Djokovic still hopes for French Open win
Serbia's Novak Djokovic holds the runner up trophy after losing the French tennis Open men's final match against Spain's Rafael Nadal at the Roland Garros stadium in Paris on June 8, 2014 - by Kenzo Tribouillard
Only seven men in history have swept the boards at Wimbledon, and the US, French and Australian Opens, and the achievement is held in the highest esteem in the tennis world.
But apart from a superb first set in Sunday's final at Roland Garros against Rafael Nadal, Djokovic never really looked like adding his name to that list as he went down 3-6, 7-5, 6-2, 6-4.
It was a hammer blow for the 27-year-old Serb, a six-time Grand Slam winner, but who has lost his last three finals in majors following his losses last year to Andy Murray at Wimbledon and Nadal at the US Open.
Despite losing to Nadal at Roland Garros in the last three years -- in the final of 2012 and the semi-finals last year -- Djokovic said he still had hope, all the more so for the long standing ovation he received at the start of the prize ceremony.
"It was fantastic. I am so grateful for the opportunity to play here," he said.
"Of course it's right after you go off the court and you want this title so much and you don't win it for several years now, and it's disappointing.
"But it's not the first time that I have this particular experience. At the end of the day, you have to put things in perspective and see where I come from and what kind of life I have. It's a blessing.
"So to be able to also be appreciated by the fans the way I was in the end of the match just gives me more, I'd say strength and motivation to come back here and try till the end of my career hopefully to get at least a title."
If Djokovic needs any encouragement when he ponders his Paris defeats, he need look no further than his other big rival Roger Federer.
The Swiss great swept all before him, but repeatedly came up short at the French Open, usually at the hands of Nadal.

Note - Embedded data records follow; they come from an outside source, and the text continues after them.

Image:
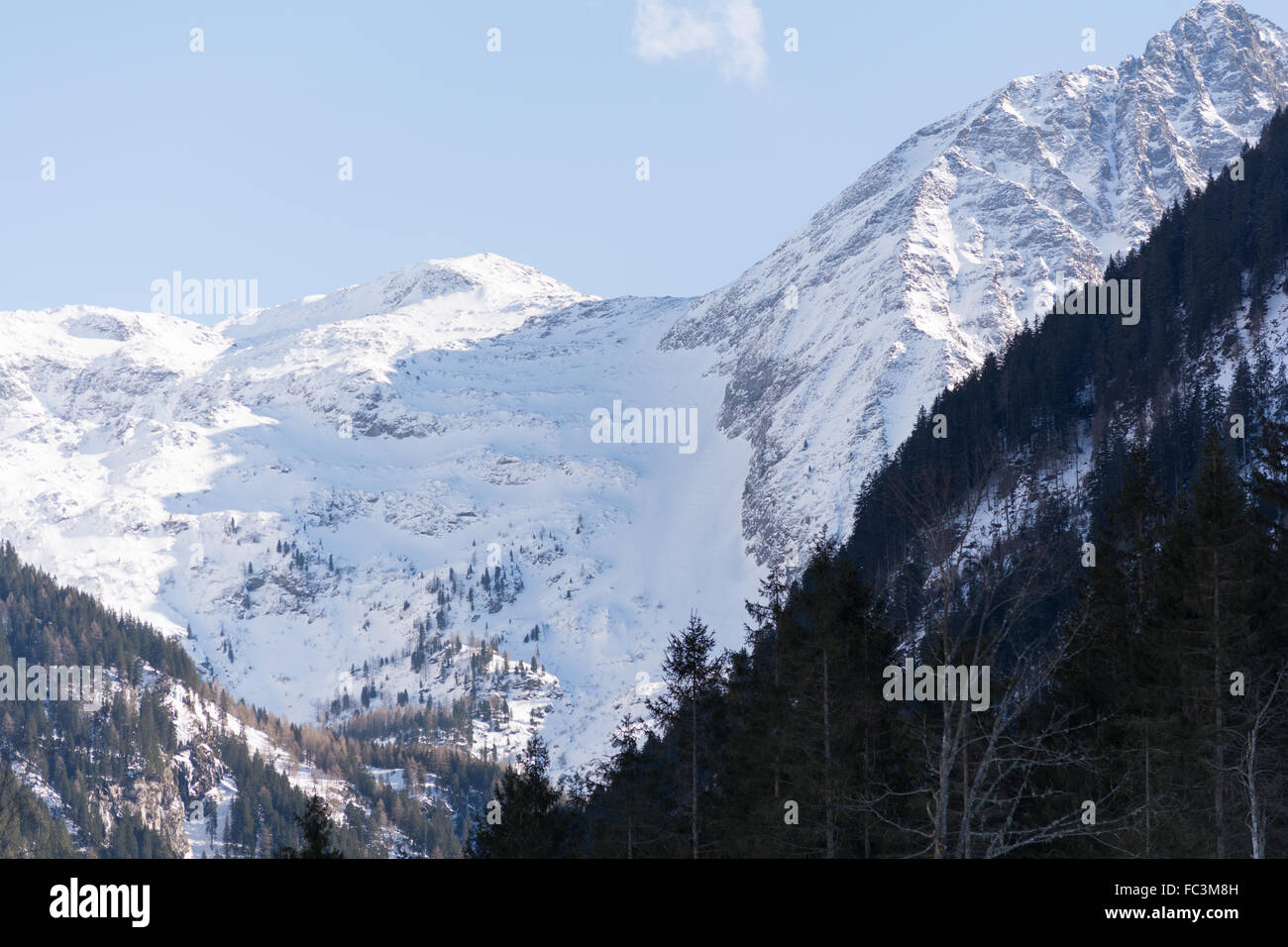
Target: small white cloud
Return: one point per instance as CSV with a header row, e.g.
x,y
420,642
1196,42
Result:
x,y
728,31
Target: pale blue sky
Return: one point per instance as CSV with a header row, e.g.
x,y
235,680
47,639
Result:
x,y
224,163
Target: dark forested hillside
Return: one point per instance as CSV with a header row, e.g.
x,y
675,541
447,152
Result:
x,y
117,780
1095,523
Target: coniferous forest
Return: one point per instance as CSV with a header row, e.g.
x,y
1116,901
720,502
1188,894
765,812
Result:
x,y
1099,515
112,770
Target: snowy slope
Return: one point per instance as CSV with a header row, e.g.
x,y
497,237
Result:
x,y
936,254
402,437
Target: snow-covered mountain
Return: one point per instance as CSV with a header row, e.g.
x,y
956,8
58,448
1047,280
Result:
x,y
935,256
318,488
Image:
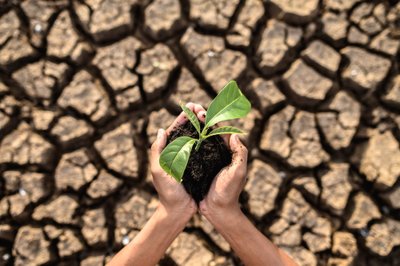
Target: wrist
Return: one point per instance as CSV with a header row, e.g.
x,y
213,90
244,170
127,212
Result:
x,y
177,215
219,217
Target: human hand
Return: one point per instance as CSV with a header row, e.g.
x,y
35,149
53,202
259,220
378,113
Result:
x,y
173,197
222,199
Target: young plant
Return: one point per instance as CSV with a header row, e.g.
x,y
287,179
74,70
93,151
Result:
x,y
229,104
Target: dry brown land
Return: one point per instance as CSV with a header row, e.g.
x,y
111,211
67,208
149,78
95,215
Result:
x,y
84,85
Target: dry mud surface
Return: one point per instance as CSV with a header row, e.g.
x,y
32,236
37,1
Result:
x,y
84,85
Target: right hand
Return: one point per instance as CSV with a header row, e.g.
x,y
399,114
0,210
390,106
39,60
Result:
x,y
222,200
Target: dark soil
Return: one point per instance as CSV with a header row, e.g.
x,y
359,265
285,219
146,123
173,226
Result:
x,y
203,164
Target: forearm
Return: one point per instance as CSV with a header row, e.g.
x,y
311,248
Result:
x,y
252,247
149,246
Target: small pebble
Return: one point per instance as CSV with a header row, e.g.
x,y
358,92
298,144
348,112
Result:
x,y
6,256
22,192
37,28
125,240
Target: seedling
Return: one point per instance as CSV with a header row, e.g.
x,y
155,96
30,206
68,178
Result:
x,y
229,104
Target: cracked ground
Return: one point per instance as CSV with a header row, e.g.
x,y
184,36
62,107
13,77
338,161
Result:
x,y
84,86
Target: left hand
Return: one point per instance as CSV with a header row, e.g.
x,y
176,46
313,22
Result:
x,y
173,197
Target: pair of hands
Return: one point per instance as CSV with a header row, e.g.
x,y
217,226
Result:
x,y
223,198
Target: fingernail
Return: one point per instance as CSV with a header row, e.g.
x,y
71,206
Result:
x,y
160,133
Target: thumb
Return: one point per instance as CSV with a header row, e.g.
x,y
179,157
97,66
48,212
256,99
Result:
x,y
159,143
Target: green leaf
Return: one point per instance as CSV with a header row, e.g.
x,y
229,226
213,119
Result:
x,y
225,130
229,104
175,156
192,117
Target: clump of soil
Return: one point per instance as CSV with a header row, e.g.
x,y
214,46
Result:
x,y
203,164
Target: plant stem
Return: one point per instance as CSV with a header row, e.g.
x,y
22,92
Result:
x,y
199,141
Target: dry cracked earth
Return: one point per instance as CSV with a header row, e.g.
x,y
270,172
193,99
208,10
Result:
x,y
84,85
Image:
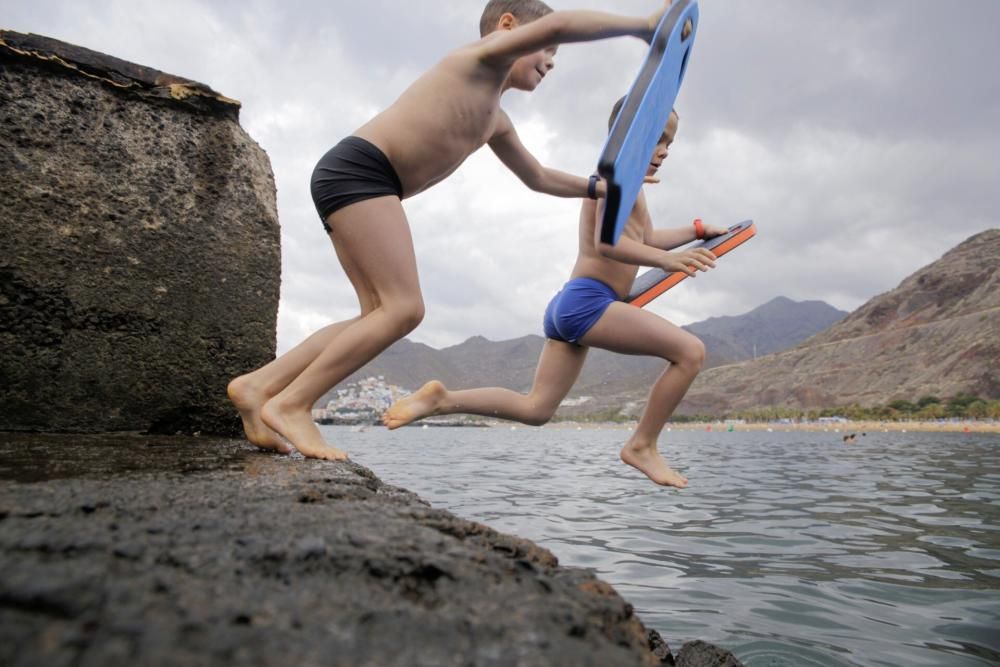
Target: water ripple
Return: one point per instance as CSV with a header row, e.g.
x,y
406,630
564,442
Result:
x,y
788,548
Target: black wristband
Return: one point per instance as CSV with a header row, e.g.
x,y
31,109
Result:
x,y
592,186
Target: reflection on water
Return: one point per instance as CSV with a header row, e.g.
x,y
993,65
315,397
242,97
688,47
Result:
x,y
788,548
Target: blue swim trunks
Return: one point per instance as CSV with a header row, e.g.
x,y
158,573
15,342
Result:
x,y
574,310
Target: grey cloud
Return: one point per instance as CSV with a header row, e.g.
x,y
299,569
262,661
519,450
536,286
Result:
x,y
858,134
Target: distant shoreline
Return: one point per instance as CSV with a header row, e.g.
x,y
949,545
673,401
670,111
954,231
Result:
x,y
846,428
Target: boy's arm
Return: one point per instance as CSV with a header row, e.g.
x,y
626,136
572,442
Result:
x,y
564,27
508,147
668,239
639,253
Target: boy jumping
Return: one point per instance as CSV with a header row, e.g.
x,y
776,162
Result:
x,y
589,312
442,118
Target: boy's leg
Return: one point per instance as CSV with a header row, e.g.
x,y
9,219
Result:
x,y
250,392
558,367
629,330
373,240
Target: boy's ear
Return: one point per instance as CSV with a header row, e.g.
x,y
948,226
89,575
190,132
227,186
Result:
x,y
507,22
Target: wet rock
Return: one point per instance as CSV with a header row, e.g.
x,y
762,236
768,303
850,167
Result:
x,y
660,649
140,264
702,654
226,566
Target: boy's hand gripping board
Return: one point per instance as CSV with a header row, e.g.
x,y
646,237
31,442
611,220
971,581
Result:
x,y
629,147
655,282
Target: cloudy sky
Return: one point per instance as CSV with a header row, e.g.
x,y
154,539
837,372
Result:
x,y
861,137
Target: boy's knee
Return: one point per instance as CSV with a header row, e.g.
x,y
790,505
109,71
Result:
x,y
407,315
692,354
539,414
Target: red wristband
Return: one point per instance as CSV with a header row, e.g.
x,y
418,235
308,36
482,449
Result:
x,y
699,229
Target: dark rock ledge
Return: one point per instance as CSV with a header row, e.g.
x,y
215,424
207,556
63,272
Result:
x,y
167,551
144,81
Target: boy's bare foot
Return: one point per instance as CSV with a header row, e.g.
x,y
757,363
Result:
x,y
298,428
648,461
418,405
248,402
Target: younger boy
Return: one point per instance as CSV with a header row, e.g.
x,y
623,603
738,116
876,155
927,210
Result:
x,y
589,312
443,117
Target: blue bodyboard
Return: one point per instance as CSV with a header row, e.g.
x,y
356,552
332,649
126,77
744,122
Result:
x,y
629,148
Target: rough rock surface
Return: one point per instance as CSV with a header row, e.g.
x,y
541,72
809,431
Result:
x,y
938,333
170,550
140,256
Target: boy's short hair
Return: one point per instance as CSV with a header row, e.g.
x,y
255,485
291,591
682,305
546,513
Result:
x,y
617,108
525,11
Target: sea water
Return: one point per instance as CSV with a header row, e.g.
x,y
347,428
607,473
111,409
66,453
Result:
x,y
786,548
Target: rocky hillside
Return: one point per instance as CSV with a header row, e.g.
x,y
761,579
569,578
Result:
x,y
775,326
938,333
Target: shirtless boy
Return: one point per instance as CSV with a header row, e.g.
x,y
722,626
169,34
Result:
x,y
589,312
443,117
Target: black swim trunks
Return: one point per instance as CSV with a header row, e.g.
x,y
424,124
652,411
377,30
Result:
x,y
352,171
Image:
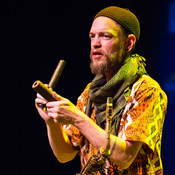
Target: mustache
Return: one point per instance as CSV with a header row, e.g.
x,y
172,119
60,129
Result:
x,y
99,51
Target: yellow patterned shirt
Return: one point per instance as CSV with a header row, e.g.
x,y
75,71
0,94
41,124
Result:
x,y
142,120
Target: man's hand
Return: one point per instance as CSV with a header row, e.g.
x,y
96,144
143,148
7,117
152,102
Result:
x,y
60,111
63,111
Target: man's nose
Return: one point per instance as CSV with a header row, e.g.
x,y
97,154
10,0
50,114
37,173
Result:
x,y
96,43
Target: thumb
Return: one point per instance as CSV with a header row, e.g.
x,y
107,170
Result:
x,y
56,96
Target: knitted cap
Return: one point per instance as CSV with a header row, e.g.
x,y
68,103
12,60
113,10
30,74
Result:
x,y
124,17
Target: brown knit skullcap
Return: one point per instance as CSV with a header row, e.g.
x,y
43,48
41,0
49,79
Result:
x,y
124,17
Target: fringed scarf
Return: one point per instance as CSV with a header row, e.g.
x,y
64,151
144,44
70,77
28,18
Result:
x,y
119,88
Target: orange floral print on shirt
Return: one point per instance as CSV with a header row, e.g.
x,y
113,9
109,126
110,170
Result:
x,y
142,121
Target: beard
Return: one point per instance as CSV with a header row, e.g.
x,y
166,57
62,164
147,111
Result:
x,y
110,62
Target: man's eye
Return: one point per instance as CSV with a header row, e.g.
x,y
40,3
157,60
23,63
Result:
x,y
106,36
92,36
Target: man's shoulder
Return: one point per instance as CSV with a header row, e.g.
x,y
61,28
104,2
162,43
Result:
x,y
147,84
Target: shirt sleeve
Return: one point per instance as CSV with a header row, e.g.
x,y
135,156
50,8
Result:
x,y
144,114
73,133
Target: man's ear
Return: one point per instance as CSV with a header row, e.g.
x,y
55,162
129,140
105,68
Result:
x,y
131,40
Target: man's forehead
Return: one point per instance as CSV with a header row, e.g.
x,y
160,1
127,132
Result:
x,y
104,24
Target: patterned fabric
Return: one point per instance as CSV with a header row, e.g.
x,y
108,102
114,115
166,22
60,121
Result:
x,y
142,120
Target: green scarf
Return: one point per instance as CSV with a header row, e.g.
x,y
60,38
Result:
x,y
119,88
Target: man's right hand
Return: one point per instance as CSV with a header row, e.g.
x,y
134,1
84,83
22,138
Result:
x,y
40,102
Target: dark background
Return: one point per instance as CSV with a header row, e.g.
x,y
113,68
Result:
x,y
34,35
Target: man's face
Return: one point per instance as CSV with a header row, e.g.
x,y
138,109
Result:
x,y
107,45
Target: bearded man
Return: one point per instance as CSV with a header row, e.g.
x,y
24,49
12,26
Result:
x,y
139,103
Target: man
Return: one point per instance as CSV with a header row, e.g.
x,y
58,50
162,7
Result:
x,y
139,103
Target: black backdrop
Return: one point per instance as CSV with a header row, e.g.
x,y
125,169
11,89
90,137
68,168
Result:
x,y
34,36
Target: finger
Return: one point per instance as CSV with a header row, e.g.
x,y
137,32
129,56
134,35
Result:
x,y
40,100
57,97
39,96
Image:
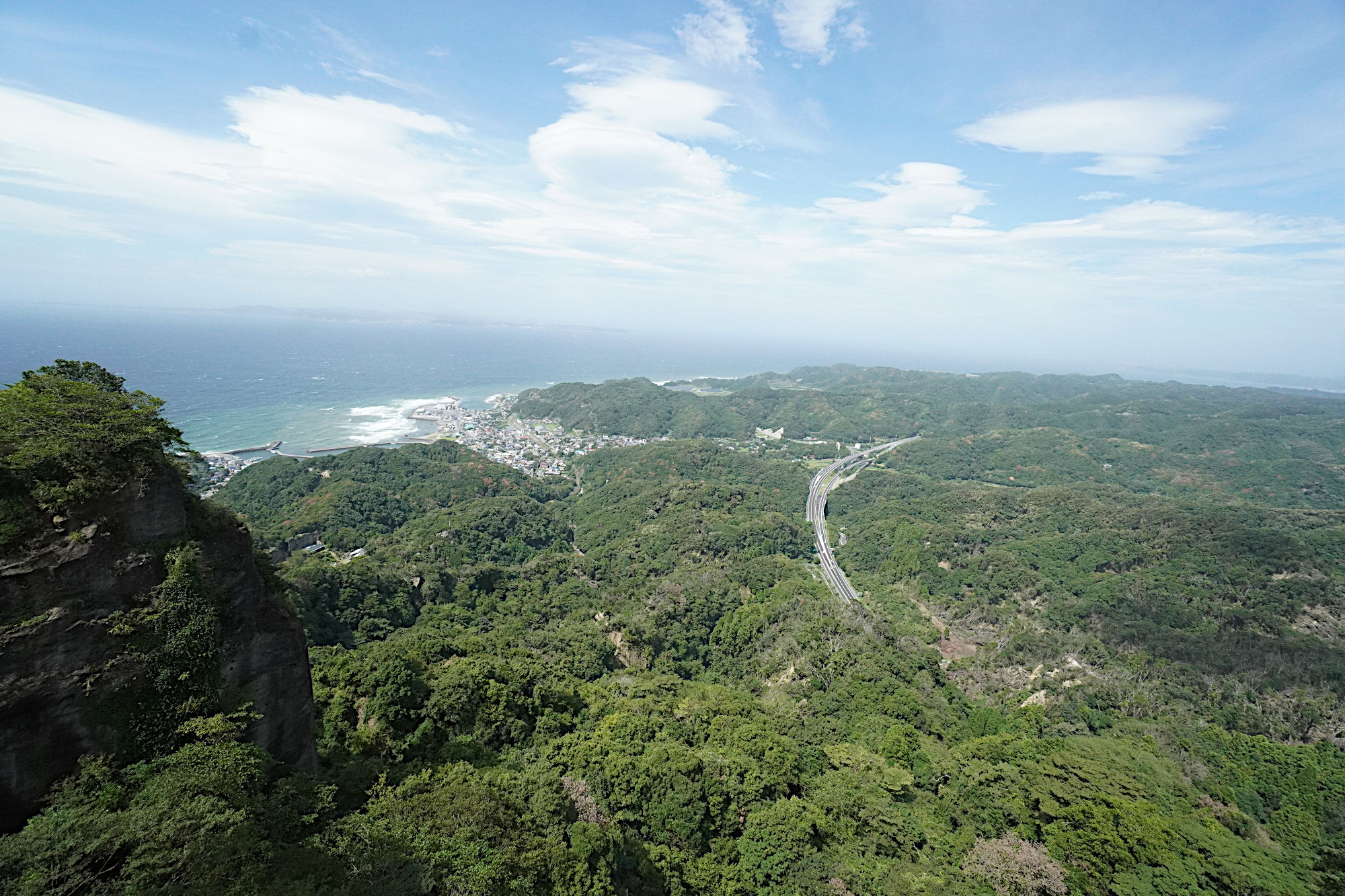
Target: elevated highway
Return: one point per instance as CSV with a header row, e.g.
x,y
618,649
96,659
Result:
x,y
822,483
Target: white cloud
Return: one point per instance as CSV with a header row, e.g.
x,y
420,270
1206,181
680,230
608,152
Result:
x,y
54,221
922,194
808,26
719,37
1129,138
625,142
621,217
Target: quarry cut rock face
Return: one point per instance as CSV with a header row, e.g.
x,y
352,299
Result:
x,y
60,658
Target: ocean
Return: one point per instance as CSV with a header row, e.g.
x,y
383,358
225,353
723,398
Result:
x,y
235,380
240,380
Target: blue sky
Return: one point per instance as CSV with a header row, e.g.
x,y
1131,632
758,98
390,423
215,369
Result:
x,y
1108,182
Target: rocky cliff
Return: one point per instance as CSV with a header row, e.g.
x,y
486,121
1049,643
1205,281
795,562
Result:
x,y
65,662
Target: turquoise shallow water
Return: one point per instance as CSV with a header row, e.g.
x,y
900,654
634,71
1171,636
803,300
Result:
x,y
235,381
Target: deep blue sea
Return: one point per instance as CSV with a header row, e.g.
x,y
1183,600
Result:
x,y
236,380
233,380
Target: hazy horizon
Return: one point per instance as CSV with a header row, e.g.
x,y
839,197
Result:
x,y
1128,186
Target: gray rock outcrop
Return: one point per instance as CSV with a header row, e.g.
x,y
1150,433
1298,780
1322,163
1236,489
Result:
x,y
59,655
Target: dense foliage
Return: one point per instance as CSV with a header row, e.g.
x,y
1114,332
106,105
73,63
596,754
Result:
x,y
1011,428
636,682
69,434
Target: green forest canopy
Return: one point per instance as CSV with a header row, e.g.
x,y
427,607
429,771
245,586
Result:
x,y
636,684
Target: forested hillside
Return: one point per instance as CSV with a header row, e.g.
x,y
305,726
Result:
x,y
1282,450
636,681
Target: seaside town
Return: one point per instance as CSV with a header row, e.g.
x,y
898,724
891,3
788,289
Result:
x,y
536,447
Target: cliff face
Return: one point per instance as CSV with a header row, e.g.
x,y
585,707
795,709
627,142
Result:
x,y
61,659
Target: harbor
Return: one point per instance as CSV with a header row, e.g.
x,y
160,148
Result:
x,y
535,447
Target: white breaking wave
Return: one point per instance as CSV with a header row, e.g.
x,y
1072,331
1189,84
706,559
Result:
x,y
385,423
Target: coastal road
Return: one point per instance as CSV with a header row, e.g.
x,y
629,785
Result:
x,y
824,482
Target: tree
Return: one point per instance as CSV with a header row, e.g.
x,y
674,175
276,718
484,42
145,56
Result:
x,y
71,434
1016,868
79,372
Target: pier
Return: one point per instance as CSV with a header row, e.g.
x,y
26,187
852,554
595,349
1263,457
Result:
x,y
245,451
372,444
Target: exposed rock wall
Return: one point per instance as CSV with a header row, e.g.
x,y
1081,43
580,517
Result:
x,y
59,655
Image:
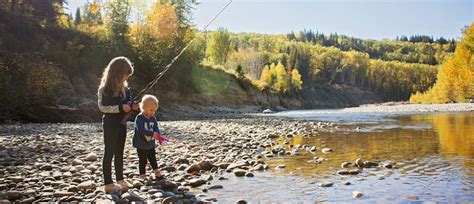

It looked at one stage, after 10 failed campaigns on the Paris clay courts that he would never bag the elusive win that would consecrate his career, when out of the blue Robin Soderling defeated Nadal in a huge upset in the 2009 fourth round.
Federer duly entered the history books a week later when he beat Soderling in straight sets in the final.
Djokovic has now also come up short in 10 French Opens, so if Federer is anything to go by, next year could see him finally hold aloft the Coupe des Mousquetaires.